6

This is very similar to this question, but unfortunately, I still couldn't get it working.

I have a model, with a property that combines a few fields:

class Specimen(models.Model):
    lab_number = ...
    patient_name = ...
    specimen_type = ...

    @property
    def specimen_name(self):
        return f"{self.lab_number}_{self.patient_name}_{self.specimen_type}"

In Django Admin, when someone does a search, I can use the search_fields attribute in the Model Admin to specify real fields, but not the specimen_name custom field:


def specimen_name(inst):
    return inst.specimen_name
specimen_name.short_description = "Specimen Name"
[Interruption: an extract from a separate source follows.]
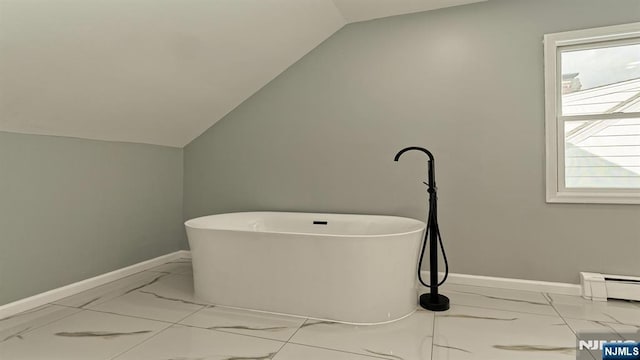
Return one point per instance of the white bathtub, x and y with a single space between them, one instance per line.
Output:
346 268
class SpecimenModelAdmin(admin.ModelAdmin):
    list_display = ('specimen_name', 'patient_name', 'lab_number', 'specimen_type')
    search_fields = ('patient_name', 'lab_number', 'specimen_type')

Doing a search using the code above, it will search the individual fields, but if I try to search for a full specimen_name in Django Admin, it won't find it, because none of the fields contain the exact, full specimen name.

The SO question I linked to above pointed me in the right direction - using get_search_results. My code now looks something like this:

class SpecimenModelAdmin(admin.ModelAdmin):
    ...
    search_fields = ('patient_name', 'lab_number', 'specimen_type')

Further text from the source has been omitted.